CEZA PUANI 50 OLDU MU HASTANEDEN ATIYORLAR

Abdullah Şen: Tedaviyi istemek önemli. Esrahan isteksiz. İçeride tedaviye gidince bir puanlama sistemi vardır. Odada sigara mı içtin 5 puan, yatağı mı toplamadınız 10 puan, derken toplam 50 puanınız olursa tedavinin ikinci günü de olsa hastaneden atılıyorsunuz. Biz de bunu tartışıyoruz şimdilerde. Çocuğu sokağa atmak yeni hastalar yaratmak demek. Bu sadece uyuşturucu değil ki, Hepatit B, Hepatit C. Başka çocukları da riske atıyorsunuz.

ÇOCUĞU EVE KİTLEMEK BİLE ÇÖZÜM OLMUYOR

Egemen Akalın: Hastanelerde çocuğu tedavi için yatırıyorsunuz. Sonra ‘Al, oldu. Eve götür’ diyorlar. Oysa sadece o an vücudu temizlenmiş. Çocuk sadece ilk safhayı almış. Yani onu tedavi etmiyorlar, temizliyorlar. Bence tedavi safhası daha uzun tutulmalı. Hem tedavide bence kötü yaptıklarına, yapmadıklarına puan verip de cezalandırmak yerine, çocuğun artılarını öne çıkarmak gerek. Eve çocuğunu kilitleyen anneler oluyor. Yine de satıcılarla başedemiyorlar. İstanbul’da uyuşturucu bulmak için uğraşmanız gerekmez. Hele çocuklarınız yakışıklı, parlak çocuklarsa daha çok tehdit altındasınız demektir. Bu çocuklar satıcılar için iyi tipler. Çünkü herkes onlara özenip, onlar gibi olmak istiyor. Onları örnek alacak yeni insanlar daha çok olacaktır.

Sezai Biberoğulları: Ben Abdullah Bey’e katılmıyorum. Ben de çocuklarla çalışıyorum şimdi ve bizim de kurallarımız var. O kurallara uymakla tedavi sonrası da dışarı çıkınca kuralsız hayata değil, kurallı bir hayata geçiyorsunuz. Kusura bakmayın ama kurallar gerçekten tedavi olmak isteyenleri koruyor. Tedavi isteyen çocuklar için canla başla uğraş verilirken, kimse kimsenin tedavisine engel olamaz. İzin vermeyiz. Benim hayatımın içine edilmişse, ben ‘Sokağa atılacak olan atılsın’ diyorum.
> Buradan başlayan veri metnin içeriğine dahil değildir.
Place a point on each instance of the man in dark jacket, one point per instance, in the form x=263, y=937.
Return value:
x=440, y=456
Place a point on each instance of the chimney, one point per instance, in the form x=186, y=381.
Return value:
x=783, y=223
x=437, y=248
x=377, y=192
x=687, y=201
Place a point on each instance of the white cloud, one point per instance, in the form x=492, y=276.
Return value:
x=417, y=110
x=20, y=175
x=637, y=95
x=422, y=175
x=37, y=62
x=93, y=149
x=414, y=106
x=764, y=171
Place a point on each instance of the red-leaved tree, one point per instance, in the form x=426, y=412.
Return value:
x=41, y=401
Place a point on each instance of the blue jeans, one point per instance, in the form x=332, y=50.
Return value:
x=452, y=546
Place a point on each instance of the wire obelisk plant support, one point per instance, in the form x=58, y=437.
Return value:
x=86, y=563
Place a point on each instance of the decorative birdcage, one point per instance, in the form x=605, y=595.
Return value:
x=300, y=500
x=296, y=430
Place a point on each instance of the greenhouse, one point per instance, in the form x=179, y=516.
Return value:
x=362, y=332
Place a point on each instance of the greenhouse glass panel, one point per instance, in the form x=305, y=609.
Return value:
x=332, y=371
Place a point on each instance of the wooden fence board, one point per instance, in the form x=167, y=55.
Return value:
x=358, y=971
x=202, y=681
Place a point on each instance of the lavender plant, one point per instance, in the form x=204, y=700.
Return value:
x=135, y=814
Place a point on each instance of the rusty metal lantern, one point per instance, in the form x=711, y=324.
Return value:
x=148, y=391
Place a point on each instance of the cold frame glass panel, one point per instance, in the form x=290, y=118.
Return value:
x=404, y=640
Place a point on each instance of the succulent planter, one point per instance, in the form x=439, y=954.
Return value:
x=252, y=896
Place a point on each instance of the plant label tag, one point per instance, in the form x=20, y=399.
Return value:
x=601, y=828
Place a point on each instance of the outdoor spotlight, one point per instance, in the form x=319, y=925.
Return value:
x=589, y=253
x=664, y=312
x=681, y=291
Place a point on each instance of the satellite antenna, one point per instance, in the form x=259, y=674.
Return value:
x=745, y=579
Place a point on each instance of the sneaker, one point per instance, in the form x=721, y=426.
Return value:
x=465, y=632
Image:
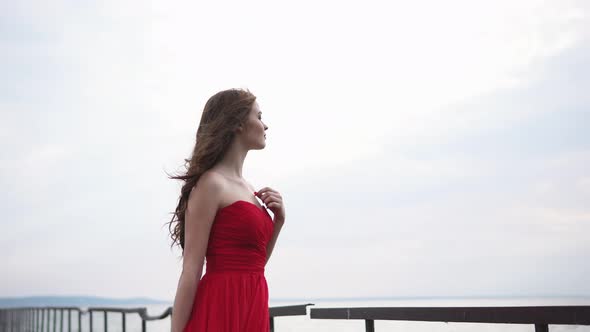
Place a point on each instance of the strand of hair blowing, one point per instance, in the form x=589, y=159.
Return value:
x=222, y=115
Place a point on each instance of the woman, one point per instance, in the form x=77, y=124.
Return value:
x=219, y=218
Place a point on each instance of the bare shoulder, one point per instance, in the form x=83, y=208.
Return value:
x=207, y=191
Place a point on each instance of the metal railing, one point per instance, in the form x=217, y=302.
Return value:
x=45, y=319
x=540, y=316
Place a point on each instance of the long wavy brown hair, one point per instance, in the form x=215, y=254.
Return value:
x=222, y=115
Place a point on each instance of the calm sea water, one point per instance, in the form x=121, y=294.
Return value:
x=304, y=323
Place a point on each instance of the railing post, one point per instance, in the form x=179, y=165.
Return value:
x=79, y=320
x=541, y=328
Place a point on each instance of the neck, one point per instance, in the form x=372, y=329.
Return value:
x=233, y=161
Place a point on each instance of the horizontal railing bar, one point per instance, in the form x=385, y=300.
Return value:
x=291, y=310
x=564, y=315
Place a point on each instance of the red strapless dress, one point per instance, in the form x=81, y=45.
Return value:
x=232, y=295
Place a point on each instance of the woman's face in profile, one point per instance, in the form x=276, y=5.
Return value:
x=255, y=128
Neden diğer tedavi istemeyen yüzünden tedavim etkilensin. Ben kafayı yedim açıkçası bu tartışmalardan. Uyumsuzluk yapanı öyle 50 puan verip pat diye atan yok!

Nahide Koçyiğit: Ben 15 senedir oraya girip çıkıyorum oğlum bana mı anlatıyorsun?

Sezai Biberoğulları: Ben de iki yıldır hayatımın her gününü çocuklarla geçiriyorum ve orada o insanların, bizlerin mücadele verdiğini biliyorum. Her yerde de savunurum.